In clinical practice it is especially important to determine whether the severity of shoulder subluxation measured by radiographic and physical examination necessitates further examination with more advanced ultrasound technology, as not all medical facilities have adequate training certification and suitable equipment for performing musculoskeletal ultrasound examination. Hence, it is useful to define the cut-off points of shoulder subluxation severity that indicate a need for further ultrasonography of soft-tissue injuries. Our data indicate that, for a stroke with biceps tendonitis, vertical distance assessed by radiography is more specific and has a higher positive and negative predictive value. For supraspinatus tendonitis, ultrasound has a higher negative predictive value, but lateral distance by radiography has a higher predictive value. In addition, this outcome is presented similarly by multivariate logistic regression, from which it can be seen that a vertical distance greater than the cut-off point indicates 11.5 times the risk for bicep tendonitis, and a horizontal distance that exceeds the cut-off point indicates 9.1 times the risk for supraspinatus tendonitis. We hypothesize that this outcome may be due to the different anatomical structure or orientation of the biceps and supraspinatus tendons.

There are 4 limitations to the present study. First, only a small number of patients was analysed, using limited validity and reliability methods for shoulder subluxation, without any gold-standard soft-tissue injury evaluation by MRI. This may lead to more bias in the outcome of this study. Secondly, only cross-sectional image evaluation was used to assess shoulder subluxation (by radiography and ultrasound) and soft-tissue injuries (by ultrasound). The correlation between severity of shoulder subluxation and the restoration of post-hemiplegic functional ability during rehabilitation was not investigated. Therefore, longitudinal follow-up studies are warranted. Thirdly, we did not evaluate the anterior measurement of the length from the anterior boarder of the acromion to the lesser tuberosity apex of the humeral bone. This is because the placement of the transducer did not allow for detection of this parameter in a single view, and this could result in measurement errors (18). Fourthly, when a single physiatrist evaluates shoulder subluxation and soft-tissue injury, potential bias may occur. Subdividing the ultrasound evaluation protocol into subluxation and soft-tissue injury parts, performed separately by two physiatrists, may help to prevent this bias in further studies.

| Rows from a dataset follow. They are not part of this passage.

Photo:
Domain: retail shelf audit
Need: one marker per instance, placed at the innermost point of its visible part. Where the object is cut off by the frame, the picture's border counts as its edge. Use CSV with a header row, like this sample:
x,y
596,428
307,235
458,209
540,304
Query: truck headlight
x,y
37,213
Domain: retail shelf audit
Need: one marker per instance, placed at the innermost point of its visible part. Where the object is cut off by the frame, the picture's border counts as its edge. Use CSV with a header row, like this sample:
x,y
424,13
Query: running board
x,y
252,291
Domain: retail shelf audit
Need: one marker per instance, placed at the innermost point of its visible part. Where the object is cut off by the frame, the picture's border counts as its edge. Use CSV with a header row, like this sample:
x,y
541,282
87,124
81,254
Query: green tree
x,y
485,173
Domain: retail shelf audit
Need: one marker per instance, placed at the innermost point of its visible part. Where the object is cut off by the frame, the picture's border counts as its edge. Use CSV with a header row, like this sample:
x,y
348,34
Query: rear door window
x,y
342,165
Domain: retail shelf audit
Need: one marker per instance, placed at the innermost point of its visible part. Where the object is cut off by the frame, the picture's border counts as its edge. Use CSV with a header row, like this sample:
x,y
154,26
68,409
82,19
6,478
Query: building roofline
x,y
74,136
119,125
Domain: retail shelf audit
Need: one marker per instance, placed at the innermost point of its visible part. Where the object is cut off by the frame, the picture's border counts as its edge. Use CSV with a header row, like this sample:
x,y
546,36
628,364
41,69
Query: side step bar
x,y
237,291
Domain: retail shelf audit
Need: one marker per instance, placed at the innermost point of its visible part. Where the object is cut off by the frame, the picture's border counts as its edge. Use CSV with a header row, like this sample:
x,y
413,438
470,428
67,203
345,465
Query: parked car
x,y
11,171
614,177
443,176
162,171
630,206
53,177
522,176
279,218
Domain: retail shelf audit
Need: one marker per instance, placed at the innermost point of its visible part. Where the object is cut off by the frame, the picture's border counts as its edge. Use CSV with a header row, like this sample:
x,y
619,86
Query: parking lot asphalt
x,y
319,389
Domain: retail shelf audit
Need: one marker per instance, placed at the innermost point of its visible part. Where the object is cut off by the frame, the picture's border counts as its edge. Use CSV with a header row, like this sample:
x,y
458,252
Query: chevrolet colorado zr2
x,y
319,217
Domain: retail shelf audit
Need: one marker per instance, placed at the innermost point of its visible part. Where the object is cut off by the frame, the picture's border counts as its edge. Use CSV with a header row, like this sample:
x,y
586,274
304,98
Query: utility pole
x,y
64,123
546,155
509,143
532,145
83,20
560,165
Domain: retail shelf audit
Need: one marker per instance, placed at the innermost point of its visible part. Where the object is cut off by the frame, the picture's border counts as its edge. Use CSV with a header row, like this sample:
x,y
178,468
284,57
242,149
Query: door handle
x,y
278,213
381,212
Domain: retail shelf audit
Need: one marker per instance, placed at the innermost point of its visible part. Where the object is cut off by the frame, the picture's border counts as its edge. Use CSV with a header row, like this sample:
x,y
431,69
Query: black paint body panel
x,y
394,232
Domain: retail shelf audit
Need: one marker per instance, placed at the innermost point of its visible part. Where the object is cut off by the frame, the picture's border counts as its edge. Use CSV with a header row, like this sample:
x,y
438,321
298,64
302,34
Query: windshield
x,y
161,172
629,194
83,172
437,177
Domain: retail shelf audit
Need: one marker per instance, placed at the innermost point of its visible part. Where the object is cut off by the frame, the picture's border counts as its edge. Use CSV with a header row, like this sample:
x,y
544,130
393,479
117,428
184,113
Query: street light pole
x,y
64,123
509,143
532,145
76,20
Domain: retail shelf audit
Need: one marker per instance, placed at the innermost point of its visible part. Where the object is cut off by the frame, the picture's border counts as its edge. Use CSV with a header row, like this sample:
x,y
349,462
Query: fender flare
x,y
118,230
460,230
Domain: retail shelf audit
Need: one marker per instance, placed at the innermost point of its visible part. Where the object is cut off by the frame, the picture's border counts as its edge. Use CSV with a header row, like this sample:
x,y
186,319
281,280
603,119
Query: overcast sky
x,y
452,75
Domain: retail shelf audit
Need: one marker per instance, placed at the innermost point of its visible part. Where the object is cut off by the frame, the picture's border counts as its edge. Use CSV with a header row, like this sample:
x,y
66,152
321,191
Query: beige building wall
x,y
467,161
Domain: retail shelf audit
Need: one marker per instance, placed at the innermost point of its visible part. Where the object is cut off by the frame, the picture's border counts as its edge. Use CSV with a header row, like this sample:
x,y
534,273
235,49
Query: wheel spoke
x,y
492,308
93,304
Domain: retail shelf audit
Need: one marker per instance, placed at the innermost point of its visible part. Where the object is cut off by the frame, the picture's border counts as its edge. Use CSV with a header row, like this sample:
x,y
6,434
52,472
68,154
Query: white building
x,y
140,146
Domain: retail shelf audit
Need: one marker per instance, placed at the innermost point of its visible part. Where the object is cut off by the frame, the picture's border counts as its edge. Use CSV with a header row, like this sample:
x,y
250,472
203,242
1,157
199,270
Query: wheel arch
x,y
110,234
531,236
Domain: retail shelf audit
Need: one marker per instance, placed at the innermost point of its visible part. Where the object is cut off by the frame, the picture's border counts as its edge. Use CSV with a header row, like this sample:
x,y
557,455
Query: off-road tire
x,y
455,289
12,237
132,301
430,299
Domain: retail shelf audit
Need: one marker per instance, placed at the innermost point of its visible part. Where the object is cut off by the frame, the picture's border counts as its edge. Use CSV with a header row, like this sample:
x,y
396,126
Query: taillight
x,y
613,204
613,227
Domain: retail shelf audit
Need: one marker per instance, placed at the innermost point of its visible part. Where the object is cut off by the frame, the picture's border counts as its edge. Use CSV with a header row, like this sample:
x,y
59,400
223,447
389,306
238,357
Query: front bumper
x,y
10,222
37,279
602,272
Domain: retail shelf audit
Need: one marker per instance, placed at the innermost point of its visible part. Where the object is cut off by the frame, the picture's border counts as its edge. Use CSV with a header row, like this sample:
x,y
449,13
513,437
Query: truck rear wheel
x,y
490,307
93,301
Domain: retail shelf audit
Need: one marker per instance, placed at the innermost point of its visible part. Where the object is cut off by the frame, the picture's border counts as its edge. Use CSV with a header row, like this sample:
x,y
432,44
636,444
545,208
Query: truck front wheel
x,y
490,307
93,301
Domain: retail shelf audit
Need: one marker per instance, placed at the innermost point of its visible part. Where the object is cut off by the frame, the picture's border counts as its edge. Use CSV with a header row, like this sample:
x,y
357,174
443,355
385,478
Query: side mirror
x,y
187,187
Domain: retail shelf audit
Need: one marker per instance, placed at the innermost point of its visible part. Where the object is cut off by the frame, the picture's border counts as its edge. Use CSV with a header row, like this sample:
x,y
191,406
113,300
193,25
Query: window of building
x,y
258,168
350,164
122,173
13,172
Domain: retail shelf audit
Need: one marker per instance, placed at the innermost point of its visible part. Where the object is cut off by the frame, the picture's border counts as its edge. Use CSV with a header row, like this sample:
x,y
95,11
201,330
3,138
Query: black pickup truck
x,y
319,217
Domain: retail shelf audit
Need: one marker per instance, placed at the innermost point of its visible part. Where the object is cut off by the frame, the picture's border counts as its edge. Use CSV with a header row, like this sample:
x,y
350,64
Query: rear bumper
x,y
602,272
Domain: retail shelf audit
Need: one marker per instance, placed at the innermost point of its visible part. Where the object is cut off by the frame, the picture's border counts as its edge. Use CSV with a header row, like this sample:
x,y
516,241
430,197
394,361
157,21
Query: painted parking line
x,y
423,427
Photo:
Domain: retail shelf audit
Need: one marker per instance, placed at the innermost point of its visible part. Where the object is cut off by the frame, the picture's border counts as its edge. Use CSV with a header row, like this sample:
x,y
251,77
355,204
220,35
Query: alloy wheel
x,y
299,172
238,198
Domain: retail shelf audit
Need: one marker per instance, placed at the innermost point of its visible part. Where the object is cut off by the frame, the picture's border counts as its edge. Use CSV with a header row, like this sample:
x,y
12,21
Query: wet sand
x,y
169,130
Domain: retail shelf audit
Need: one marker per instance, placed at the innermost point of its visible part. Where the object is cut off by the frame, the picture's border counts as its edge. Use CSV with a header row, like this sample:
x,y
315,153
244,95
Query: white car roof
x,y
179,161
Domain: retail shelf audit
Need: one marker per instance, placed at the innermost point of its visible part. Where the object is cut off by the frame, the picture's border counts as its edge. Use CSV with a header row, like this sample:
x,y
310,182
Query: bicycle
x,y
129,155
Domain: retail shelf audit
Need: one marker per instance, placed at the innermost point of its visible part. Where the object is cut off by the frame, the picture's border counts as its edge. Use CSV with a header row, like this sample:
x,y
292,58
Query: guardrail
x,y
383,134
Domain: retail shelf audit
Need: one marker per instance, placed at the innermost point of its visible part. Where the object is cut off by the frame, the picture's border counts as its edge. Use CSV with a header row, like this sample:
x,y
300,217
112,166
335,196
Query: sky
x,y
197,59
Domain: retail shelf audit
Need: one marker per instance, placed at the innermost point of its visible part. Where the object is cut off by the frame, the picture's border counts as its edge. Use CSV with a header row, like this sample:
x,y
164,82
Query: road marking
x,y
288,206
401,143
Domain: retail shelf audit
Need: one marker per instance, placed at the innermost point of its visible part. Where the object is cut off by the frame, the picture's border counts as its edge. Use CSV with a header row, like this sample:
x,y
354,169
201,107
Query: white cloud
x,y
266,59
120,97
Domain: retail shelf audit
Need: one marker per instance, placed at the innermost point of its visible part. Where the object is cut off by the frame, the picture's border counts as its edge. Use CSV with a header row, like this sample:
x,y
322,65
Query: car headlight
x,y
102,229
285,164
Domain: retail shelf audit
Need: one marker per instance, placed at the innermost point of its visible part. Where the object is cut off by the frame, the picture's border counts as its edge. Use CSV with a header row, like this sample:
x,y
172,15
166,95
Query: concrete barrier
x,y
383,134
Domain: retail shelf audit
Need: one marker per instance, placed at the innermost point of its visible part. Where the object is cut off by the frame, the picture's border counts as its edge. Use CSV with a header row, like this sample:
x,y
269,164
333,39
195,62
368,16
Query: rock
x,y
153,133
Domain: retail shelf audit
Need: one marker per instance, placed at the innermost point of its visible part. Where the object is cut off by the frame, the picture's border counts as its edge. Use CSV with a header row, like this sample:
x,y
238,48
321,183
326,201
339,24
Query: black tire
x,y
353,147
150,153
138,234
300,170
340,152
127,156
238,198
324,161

In conclusion, evaluation of the severity of post-hemiplegic shoulder subluxation in stroke patients can be used as a reference for further examination of soft-tissue injury using ultrasound. Further ultrasound examination for soft-tissue injury is indicated when the parameters of shoulder subluxation distance are greater than the cut-off values by physical or radiograph examination. This is a valuable reference for use in clinical practice, especially for those medical facilities with limited ultrasound examination resources. Furthermore, ultrasound alone could be performed for both shoulder subluxation and soft-tissue injury provided the facility is adequately equipped for ultrasound examinations.